Quando ficou perto o suficiente, a puxei pra perto. Isabela colidiu contra meu peito com um pequeno grito de surpresa. Passei os braços ao redor dela, apertando com força.
Ia mostrar pra todo mundo — principalmente pro Juliano — que ela era minha. Minha noiva. Minha…
Me recusei a continuar essa linha de raciocínio, não conseguiria de qualquer forma, porque de repente eu estava sentindo coisas demais.
O calor do corpo dela contra o meu. A maciez inesperada. O cheiro...

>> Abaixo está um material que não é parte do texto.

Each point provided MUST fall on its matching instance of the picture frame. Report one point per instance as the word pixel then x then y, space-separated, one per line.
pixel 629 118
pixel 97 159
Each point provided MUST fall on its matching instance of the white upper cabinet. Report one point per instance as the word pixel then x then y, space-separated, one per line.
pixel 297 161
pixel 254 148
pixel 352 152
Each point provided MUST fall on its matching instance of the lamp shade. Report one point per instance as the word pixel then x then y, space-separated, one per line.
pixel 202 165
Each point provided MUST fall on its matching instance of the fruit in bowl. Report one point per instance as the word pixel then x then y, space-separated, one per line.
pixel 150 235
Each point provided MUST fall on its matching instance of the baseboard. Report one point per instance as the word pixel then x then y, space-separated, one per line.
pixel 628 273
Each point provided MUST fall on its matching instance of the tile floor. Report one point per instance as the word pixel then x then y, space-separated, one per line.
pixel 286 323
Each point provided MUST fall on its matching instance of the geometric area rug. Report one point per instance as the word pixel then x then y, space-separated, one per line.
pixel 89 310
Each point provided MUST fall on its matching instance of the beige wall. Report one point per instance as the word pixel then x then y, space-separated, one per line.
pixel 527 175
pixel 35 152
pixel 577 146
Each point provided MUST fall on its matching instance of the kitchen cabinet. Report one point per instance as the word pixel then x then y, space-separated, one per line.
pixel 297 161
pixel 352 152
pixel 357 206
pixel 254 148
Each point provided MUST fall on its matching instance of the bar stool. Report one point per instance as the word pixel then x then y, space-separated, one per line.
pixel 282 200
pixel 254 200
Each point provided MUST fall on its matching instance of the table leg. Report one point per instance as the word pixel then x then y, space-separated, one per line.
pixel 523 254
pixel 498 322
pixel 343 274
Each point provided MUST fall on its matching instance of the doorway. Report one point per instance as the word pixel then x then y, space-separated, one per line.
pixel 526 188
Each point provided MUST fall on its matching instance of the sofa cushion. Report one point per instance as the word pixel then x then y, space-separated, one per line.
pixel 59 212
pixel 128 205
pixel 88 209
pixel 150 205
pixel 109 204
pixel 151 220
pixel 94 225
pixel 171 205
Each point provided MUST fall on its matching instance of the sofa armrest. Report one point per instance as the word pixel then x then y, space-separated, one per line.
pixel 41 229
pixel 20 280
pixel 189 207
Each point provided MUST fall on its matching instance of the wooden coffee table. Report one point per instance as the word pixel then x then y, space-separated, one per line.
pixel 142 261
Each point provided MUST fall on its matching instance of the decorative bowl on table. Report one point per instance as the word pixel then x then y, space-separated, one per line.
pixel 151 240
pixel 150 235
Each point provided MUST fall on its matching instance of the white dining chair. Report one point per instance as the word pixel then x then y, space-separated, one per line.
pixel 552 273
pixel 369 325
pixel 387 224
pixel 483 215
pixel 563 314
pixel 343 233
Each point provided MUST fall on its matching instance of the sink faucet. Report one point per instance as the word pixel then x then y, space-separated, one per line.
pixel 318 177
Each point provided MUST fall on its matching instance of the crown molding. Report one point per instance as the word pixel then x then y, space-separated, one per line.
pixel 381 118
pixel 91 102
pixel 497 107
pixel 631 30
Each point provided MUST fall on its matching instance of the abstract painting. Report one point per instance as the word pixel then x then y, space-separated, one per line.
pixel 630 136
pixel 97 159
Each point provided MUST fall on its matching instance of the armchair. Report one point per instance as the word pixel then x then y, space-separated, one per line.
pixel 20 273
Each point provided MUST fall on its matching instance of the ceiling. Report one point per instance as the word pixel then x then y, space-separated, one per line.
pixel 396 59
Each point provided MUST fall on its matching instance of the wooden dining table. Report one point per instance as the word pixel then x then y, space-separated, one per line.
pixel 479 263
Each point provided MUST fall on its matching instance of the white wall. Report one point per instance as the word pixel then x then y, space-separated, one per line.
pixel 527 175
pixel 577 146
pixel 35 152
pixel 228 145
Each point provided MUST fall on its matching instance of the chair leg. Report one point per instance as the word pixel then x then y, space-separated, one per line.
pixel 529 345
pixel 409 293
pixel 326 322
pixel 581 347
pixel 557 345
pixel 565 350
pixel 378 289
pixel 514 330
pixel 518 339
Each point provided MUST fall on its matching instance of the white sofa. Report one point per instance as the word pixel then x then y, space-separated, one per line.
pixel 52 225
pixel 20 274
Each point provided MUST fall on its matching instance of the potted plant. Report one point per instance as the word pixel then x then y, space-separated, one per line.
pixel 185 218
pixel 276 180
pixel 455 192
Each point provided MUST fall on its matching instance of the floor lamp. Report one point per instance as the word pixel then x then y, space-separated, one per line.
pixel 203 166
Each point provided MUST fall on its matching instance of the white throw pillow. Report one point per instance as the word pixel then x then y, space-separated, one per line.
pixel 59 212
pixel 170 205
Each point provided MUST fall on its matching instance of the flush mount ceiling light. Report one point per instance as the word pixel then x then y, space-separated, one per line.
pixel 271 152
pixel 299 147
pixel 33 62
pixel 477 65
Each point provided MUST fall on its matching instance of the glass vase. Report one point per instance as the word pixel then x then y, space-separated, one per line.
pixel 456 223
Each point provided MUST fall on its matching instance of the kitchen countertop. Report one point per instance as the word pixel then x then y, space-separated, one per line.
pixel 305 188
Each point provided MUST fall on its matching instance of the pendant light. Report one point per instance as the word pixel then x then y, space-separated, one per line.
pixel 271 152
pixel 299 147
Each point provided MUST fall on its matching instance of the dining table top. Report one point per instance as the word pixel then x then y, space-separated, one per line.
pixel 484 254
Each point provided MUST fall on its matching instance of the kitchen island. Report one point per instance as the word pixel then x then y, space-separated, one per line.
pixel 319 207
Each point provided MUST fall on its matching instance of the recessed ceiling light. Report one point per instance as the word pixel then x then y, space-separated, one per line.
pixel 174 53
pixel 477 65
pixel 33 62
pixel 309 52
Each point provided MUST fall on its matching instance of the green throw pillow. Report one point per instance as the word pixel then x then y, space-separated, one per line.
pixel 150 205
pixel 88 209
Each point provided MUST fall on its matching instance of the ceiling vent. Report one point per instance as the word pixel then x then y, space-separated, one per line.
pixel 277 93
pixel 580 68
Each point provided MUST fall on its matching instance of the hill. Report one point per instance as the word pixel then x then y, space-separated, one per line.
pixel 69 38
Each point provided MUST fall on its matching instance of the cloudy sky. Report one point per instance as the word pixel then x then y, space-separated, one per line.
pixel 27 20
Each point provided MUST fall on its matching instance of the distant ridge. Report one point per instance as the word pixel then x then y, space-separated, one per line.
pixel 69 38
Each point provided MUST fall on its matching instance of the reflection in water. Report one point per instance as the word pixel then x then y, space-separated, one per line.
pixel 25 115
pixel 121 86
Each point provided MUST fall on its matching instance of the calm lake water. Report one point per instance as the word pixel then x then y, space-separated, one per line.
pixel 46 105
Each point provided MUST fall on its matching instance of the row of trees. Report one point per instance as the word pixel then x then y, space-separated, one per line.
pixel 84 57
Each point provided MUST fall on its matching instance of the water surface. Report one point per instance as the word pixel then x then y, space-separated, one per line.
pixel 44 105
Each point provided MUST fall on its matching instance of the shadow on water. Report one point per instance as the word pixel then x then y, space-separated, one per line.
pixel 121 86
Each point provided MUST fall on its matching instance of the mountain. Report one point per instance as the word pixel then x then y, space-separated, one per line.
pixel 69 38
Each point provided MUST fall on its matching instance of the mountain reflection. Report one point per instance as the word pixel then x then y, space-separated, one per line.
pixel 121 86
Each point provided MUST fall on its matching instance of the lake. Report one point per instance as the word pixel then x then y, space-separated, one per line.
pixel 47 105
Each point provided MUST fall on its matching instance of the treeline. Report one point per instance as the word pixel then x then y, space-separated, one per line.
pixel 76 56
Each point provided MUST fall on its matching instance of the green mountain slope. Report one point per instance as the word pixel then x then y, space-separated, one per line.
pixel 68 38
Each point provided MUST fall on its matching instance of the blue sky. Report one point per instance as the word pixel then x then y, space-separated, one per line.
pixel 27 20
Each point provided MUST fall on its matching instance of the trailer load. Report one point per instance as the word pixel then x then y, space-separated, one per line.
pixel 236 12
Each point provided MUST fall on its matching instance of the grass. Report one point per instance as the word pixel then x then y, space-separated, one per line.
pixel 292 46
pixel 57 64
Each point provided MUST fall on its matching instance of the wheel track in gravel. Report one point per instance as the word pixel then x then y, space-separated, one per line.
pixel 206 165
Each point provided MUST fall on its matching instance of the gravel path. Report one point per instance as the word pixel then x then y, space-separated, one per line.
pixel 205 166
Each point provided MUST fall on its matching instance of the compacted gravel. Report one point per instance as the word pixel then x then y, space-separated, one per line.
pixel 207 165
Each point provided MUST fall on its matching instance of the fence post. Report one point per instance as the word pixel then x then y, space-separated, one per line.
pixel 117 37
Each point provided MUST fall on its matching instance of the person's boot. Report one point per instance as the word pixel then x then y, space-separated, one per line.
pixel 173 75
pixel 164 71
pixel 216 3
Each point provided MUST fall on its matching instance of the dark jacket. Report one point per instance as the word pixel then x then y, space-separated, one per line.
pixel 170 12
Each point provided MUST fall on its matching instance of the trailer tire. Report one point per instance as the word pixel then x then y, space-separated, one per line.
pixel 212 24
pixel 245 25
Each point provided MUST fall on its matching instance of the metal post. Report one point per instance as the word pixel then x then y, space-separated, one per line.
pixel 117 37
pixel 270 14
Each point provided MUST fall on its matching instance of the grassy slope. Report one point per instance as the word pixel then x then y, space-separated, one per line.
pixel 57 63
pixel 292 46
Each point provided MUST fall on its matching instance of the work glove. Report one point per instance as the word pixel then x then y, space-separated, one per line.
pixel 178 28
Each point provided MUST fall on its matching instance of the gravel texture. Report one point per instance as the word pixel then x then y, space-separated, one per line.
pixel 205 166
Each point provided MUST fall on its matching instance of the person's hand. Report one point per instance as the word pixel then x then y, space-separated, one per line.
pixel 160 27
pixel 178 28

Não era perfume caro. Não era aquelas fragrâncias importadas que eu estava acostumado. Era algo simples. Sabonete. Shampoo. E por baixo disso, o cheiro natural da pele dela.
Quente. Levemente adocicado.
Meu cérebro começou a entrar em curto-circuito.
Isabela estava tensa nos meus braços. Podia sentir o coração dela batendo acelerado contra meu peito. Ou era o meu? Não dava pra saber mais.
Os olhos castanhos esverdeados me encaravam, arregalados, vulneráveis. Os lábios entreabertos. As bochechas coradas.
O olhar dela desceu pros meus lábios e meu corpo reagiu.
— Tá bom, já me convenceram — Ernesto disse, a voz de quem tava começando a se incomodar com a nossa intimidade.
— Agora chega! Nada de passar dos limites antes do casamento!
— PAI! — Isabela virou pra ele, roxa de vergonha. — Pelo amor de Deus!
Juliano tossia, tentando esconder o riso.
Eu passei a mão pelo cabelo, sentindo o rosto queimar.
Que porra tinha acabado de acontecer?